Il patriottismo repubblicano resistenziale festeggia incoerentemente i 150 anni della costituzione del Regno d’Italia spacciandola spudoratamente per unità d’Italia. Il 17 marzo 2011 sarà per me, esule istriano, una beffa ancora più atroce del 10 febbraio 1947 e rappresenterà l’ennesima occasione di amarezza per la mia terra perduta. Una strofa poco conosciuta dell’inno di Mameli dice «Giuriamo far libero il suolo natio, uniti per Dio chi vincer ci può». Era il programma di lotta risorgimentale. Nel 1861 mancavano Venezia, Roma, Trento e Trieste, l’Istria, Fiume e Zara.

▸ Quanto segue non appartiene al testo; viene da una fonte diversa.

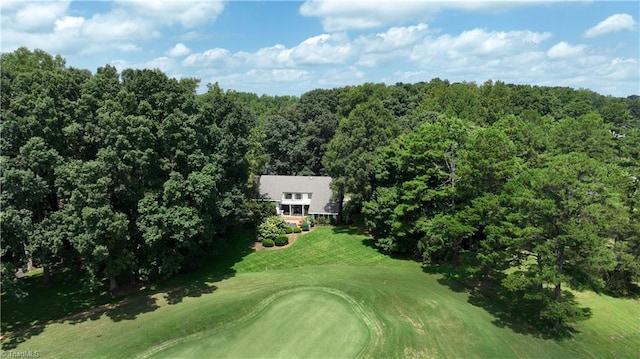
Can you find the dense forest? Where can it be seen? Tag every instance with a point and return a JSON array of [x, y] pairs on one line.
[[134, 176]]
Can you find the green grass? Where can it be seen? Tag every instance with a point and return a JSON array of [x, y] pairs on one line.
[[275, 303]]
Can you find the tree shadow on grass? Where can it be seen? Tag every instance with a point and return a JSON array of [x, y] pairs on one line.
[[65, 301], [351, 230], [494, 301], [176, 296]]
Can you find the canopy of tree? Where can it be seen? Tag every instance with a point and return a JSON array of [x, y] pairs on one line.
[[135, 176]]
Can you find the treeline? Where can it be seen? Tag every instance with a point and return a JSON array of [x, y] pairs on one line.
[[122, 177], [527, 189], [132, 175]]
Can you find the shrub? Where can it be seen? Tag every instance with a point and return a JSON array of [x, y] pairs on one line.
[[282, 240], [271, 227], [267, 243]]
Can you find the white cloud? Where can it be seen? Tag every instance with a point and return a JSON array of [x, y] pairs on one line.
[[32, 16], [49, 26], [277, 56], [476, 43], [323, 49], [190, 14], [339, 15], [178, 50], [338, 77], [614, 23], [564, 50], [212, 57], [117, 26]]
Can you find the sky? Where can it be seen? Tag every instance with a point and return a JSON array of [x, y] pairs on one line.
[[291, 47]]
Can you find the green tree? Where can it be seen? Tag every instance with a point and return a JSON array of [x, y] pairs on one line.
[[560, 215], [350, 155]]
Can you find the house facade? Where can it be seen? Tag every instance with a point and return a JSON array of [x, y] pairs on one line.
[[299, 195]]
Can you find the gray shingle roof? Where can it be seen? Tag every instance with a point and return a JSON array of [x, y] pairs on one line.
[[272, 188]]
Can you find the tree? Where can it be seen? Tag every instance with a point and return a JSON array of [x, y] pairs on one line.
[[350, 155], [560, 215], [415, 182]]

La vera e compiuta Unità d’Italia sarà raggiunta solo nel 1918, ma nei musei del Risorgimento dell’Italia repubblicana ci si ferma al 1870 con Roma Capitale. Un esule come me che cosa dovrebbe festeggiare? Un’Unità d’Italia senza la nostra terra né allora né oggi? Forse dovrei festeggiare l’Italia che dagli anni ’70 considera la Prima guerra mondiale non come completamento del Risorgimento con la IV guerra d’indipendenza, ma come una guerra imperialista, un «inutile massacro» del quale vergognarsi? L’Italia non commemora più il 4 novembre come festa della vittoria, ma la ridimensiona a festa delle forze armate e la sacrifica come data per far posto alla festa unitaria. Forse dovrei festeggiare un’Italia che dopo l’infausto otto settembre non difese i suoi confini né come Regno del Sud né come Repubblica Sociale; forse dovrei festeggiare l’Italia repubblicana che al «maggio radioso» ha sostituito «l’aprile luminoso» e attraverso un revisionismo storiografico ideologico anti italiano, collegando direttamente e arbitrariamente il Risorgimento alla Resistenza rimuove decenni di battaglie dell’esercito italiano e offre tristemente la bandiera per celebrare la vittoria alle manifestazioni sportive; questa Italia che con un atto di alto tradimento rinunciò alla zona B stipulando il trattato di Osimo nel 1975, dimenticando che l’art. cinque della Costituzione recita «L’Italia è una e indivisibile». La mancata veritiera rievocazione storica porterebbe a credere che le Associazioni degli Esuli diserteranno le manifestazioni ufficiali, ma non è così la vanagloria dei nostri dirigenti non ha limiti, li vedremo come sempre in prima fila sorridenti e felici a rappresentare loro stessi. Io spero, però, che i veri esuli espongano il tricolore a mezz’asta o con un nastrino nero. È l’Istria la mia Patria.

L’amore per la mia terra nuovamente irredenta e rinnegata da un’Italia che non ci ha mai amato mi porta a dire che il 17 marzo quando gli italiani si stringeranno a coorte, al grido l’Italia chiamò, io risponderò: no.